When I am King: Ups and Downs

When I am King...

Buildings will only have single stories.

Elevators are such wonderful spaces. They take people who enjoy a personal space between themselves and others roughly the distance that a bullet travels, stuff them in a space just large enough to raise tender veal, and make them ride together on a journey of awkwardness. We stare at the numbers clicking by, we stare at the floor, and we stare at the doors, willing them to open on our floor so that we can finally run to our cubes and breathe heavily into the paper bag that we keep there for that purpose.

Meanwhile, we’re all in a hurry, and the time spent in that stall with no toilet is wasted. It’s as if you’re hurrying down the hall and then pause, motionless, for a couple of minutes. It’s probably a helpful tactic when being chased by a motion-sensing reptile, or when having a seizure, but is otherwise useless. So many things need our immediate attention, but we’re stuck in that place just because of our need to move in the vertical direction.
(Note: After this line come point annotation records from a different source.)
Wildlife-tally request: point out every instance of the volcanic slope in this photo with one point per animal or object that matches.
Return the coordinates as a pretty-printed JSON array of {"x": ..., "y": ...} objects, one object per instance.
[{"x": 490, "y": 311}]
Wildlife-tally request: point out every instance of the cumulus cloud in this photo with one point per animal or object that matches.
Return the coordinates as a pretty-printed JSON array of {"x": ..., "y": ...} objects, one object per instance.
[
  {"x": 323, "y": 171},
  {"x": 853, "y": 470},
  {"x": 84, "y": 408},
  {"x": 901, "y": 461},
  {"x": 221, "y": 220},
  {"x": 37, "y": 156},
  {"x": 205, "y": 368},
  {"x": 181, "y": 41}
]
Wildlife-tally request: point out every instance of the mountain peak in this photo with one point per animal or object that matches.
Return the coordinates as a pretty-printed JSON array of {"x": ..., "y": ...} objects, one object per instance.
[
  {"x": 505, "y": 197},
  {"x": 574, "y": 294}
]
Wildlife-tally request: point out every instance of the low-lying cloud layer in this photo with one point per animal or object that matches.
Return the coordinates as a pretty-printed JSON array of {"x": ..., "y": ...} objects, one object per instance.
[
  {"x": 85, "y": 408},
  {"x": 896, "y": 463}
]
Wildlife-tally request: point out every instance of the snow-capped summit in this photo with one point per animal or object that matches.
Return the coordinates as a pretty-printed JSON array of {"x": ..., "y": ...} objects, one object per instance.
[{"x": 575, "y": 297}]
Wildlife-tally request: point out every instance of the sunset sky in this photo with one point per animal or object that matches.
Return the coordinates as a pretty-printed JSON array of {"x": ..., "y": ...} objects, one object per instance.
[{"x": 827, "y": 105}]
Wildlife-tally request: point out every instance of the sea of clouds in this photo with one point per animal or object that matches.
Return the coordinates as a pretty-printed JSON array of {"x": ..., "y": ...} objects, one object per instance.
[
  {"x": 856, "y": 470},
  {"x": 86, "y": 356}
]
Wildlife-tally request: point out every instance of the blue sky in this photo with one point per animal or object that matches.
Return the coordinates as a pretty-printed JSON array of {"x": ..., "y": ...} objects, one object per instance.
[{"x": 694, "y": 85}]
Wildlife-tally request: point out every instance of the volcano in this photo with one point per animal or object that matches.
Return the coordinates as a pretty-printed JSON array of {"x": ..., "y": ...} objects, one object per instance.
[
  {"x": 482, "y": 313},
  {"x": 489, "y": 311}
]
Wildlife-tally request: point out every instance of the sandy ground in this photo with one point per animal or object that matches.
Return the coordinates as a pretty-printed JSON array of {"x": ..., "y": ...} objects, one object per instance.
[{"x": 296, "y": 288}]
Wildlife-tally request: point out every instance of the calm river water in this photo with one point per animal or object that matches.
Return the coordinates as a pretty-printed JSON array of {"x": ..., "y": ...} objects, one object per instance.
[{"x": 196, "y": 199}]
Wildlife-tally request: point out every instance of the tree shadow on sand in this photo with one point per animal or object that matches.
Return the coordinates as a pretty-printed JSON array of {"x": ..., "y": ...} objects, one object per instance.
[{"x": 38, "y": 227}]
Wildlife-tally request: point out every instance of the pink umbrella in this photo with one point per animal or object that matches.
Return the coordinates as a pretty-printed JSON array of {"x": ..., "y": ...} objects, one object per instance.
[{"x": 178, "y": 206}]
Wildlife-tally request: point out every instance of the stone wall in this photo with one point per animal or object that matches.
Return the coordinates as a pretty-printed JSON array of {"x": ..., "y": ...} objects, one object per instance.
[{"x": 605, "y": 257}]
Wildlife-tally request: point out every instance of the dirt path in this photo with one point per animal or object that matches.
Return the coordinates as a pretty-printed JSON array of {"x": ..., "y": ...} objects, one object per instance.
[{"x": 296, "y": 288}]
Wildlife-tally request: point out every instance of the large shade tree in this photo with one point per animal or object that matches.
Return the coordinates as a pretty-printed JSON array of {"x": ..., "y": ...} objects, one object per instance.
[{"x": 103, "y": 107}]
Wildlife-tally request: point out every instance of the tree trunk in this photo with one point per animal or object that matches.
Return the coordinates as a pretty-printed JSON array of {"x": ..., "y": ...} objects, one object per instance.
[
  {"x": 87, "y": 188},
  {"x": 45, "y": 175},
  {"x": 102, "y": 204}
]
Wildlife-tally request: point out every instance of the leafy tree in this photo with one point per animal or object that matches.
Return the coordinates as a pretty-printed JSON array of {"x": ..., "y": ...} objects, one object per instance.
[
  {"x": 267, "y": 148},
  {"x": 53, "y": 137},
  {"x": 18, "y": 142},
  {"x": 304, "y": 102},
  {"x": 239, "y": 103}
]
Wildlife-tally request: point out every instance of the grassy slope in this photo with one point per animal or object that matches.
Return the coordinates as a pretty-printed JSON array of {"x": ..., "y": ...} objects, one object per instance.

When the doors open somewhere along the way, they stay open for just about ever. When you’re about to do something really desperate like verbalize your impatience to your fellow travelers, the doors begin slowly sliding closed. Then someone on the outside hits the Up button and the waiting game starts again.

The only defense we have against open doors is the Close button. It’s right down there next to the Open button, with a very similarly illegible icon. So we casually jamb our finger on the button and wait for the doors to respond. And wait. And wait.

The thing is, the inventors put the button there to make us feel like we were doing something. But they didn’t want the elevator to actually have that functionality. Either through cheapness, or an inherent pride in the workmanship of the Open feature, they decided to abandon the Close feature at the level of the button. You can push it all you want - those doors will close when they’re damn good and ready.

The elevator close button is the placebo of the mechanical transportation industry.

On some advanced and expensive elevators, the button is hooked up, because it’s considered tacky and cheap to simply have it sitting there with nothing behind it. Unfortunately, these elevators hook it up to the Open function, which explains why pressing the Close button makes it seem like it takes even longer than it does otherwise. Those doors remain open as long as we hold the Close button.

Sure, we could take the stairs and avoid all of this hassle, but then we’d just be made aware of how out of shape we are, and who needs that extra guilt?

When I am King, buildings will only have single stories. A second story is like a sequel: a pale imitation of the first, produced just because they figured they already spent all that time and money with the first one, they might as well do another one. Single stories will eliminate the awkwardness of the elevator experience and give us back the time that we would have spent standing too close to other human beings, so that we have more time to post status messages and emails to friends that comfortably far away.

If you really want to take the stairs, there’s always the gym. And if you miss the elevator, you can always ask a group of strangers to follow you into a toilet stall.